A forte reação aos vídeos de Anita defendendo a igualdade de gênero nos videogames dá uma ideia da misoginia que ronda esse mundo. Ele enfrentou uma violenta onda de assédio e ódio online, com ameaças de estupro e morte, e teve informações pessoais distribuídas por hackers.
Ela chegou a ter de cancelar uma palestra na Universidade Estadual de Utah (EUA), depois que os administradores do campus receberam uma ameaça de ataques de integrantes do movimento virtual GamerGate.
A psicóloga Ivelise Fortim, da Pontifícia Universidade Católica (PUC-SP), diz que “em geral, as mulheres não se reconhecem em personagens de videogame: seja por sua excessiva fragilidade, seja por sua hipersexualização”, mas vê sinais de mudanças.
“Hoje em dia, temos muito mais jogos protagonizados por heroínas do que há alguns anos, quando praticamente só existia a Lara Croft, da série Tomb Raider.”
E, mesmo assim, o número de mulheres fortes, destemidas e que conseguem se virar sozinhas ainda é bastante reduzido nos games. Em 2012, a Design e Pesquisa de Entretenimento Eletrônico (EEDAR, em inglês), uma empresa de consultoria especializada em games, teve a curiosidade de analisar 669 títulos com protagonistas de gênero reconhecível e constatou que apenas 24 deles (menos de 4%) tinham mulheres como protagonistas exclusivas.
Já são maioria
Na comunidade brasileira de eSports, meninas como Cristina, Vittória, Pamella e Carol deixaram de ser minoria. Segundo dados da Pesquisa Game Brasil 2016, as mulheres já representam 52,6% dos jogadores brasileiros. Um ano antes, eram 47,1%.
Realizada em fevereiro de 2016 pela agência de tecnologia Sioux em parceria com a Blend New Research e a ESPM, o estudo aponta ainda que 34% têm entre 25 e 34 anos, 55% preferem jogos de estratégia e 80% curtem jogar com os filhos.
A crescente participação do público feminino na comunidade gamer já pode ser notada no Brasil Game Show (BGS), a maior feira de jogos eletrônicos da América Latina. “Na última edição, 28% do público eram mulheres”, calcula Marcelo Tavares, fundador e CEO da BGS.

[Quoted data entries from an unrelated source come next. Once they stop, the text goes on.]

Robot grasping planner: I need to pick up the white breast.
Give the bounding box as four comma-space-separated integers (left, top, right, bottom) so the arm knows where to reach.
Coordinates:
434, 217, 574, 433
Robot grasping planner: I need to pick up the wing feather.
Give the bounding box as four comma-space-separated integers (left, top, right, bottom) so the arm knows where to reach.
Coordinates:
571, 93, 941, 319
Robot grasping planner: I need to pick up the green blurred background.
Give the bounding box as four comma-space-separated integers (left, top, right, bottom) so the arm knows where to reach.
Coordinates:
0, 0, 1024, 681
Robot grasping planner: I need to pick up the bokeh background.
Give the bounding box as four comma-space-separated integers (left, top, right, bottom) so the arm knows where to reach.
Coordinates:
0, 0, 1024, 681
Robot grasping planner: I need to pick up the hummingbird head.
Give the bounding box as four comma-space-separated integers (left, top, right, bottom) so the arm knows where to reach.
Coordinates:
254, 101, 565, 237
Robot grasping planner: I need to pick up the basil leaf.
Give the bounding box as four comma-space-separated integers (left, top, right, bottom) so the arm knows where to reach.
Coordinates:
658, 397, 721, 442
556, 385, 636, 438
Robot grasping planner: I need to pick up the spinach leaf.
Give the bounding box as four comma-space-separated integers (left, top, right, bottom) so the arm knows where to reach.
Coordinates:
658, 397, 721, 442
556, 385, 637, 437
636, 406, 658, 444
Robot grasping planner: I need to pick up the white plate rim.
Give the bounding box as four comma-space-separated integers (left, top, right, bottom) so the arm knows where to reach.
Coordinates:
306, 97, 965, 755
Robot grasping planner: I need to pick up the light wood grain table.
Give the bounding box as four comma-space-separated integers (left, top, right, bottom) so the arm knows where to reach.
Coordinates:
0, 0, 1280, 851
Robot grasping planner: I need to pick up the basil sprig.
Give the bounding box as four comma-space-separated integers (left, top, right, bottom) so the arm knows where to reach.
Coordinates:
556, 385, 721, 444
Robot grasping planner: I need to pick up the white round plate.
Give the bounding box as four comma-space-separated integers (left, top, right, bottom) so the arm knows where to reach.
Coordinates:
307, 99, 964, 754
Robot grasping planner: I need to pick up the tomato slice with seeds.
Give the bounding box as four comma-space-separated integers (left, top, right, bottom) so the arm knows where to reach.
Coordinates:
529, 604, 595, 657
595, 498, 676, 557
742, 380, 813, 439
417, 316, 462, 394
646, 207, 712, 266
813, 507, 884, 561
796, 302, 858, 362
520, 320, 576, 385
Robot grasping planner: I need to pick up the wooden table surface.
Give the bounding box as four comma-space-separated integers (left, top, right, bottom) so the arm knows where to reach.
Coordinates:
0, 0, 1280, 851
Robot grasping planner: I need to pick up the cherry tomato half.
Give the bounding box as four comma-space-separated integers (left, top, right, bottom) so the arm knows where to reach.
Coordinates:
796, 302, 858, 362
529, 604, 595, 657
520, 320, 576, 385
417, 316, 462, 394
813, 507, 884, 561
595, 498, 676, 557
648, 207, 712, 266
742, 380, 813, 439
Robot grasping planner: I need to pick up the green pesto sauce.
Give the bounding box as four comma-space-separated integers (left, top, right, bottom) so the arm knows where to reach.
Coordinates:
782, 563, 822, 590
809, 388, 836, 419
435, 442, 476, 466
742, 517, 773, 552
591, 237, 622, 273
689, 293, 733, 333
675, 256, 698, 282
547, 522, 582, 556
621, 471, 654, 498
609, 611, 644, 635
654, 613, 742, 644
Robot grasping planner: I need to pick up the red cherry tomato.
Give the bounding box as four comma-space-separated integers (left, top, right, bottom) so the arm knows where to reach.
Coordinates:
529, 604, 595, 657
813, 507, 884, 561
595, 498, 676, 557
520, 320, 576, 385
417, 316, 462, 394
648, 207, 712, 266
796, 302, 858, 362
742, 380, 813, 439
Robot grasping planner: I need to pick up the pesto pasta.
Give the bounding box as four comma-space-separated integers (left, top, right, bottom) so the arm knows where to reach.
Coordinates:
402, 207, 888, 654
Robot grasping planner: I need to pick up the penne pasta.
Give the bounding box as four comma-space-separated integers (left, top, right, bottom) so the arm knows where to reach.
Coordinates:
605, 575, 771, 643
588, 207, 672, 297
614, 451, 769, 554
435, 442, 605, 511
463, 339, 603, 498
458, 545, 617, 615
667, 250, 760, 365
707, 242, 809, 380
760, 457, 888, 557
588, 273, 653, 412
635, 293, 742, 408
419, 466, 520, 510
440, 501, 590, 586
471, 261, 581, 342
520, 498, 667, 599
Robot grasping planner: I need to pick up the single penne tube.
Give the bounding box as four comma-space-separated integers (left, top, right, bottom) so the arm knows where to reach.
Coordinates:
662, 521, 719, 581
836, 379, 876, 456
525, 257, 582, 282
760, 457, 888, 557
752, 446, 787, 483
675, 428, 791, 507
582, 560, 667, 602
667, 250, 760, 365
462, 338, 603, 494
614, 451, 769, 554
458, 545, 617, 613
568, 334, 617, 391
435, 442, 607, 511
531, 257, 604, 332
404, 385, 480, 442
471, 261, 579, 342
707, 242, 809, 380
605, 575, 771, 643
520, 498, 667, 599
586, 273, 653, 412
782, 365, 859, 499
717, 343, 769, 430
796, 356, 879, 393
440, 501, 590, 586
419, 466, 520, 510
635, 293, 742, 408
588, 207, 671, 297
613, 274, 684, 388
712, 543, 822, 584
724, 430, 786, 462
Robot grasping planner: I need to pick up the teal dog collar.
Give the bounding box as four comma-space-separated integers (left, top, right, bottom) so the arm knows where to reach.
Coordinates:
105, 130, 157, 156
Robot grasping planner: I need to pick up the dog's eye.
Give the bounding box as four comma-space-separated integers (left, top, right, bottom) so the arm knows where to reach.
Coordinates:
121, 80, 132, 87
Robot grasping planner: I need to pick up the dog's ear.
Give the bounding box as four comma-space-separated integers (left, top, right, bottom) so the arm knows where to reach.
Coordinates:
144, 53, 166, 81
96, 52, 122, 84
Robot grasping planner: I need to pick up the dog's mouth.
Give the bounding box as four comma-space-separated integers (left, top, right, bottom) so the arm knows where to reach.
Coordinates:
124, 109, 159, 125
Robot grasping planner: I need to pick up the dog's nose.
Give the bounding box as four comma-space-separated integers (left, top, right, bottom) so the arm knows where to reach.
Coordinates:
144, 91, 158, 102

Até pouco tempo atrás, elas só iam ao evento para fazer companhia aos maridos, filhos e amigos. Hoje, testam novos títulos, disputam torneios virtuais, etc.
“Precisamos entender que não há jogos para homens ou jogos para mulheres. Há ótimos jogos que podem e devem ser apreciados por jogadores de ambos os sexos, sem preconceito ou discriminação”, defende Marcelo.
Se o índice de jogadoras já passou da metade, o de jogos desenvolvidos por mulheres não chega a 10%. Por isso, a designer de games Ariane Parra resolveu fundar, em 2014, a Women Up Games, que promove a inclusão de mulheres, tanto jogando quanto desenvolvendo, na indústria do videogame.
A start-up organiza desde palestras sobre a representatividade feminina no universo online até workshops para desenvolvimento de novos títulos.
“Podemos ser diferentes em muitos aspectos, mas, pelo menos, temos algo em comum: o amor pelos games. Se, um dia, nós conseguirmos mostrar para o público feminino, cis e trans que jogar todo mundo junto é muito mais divertido, teremos atingido nosso objetivo”, ambiciona Ariane.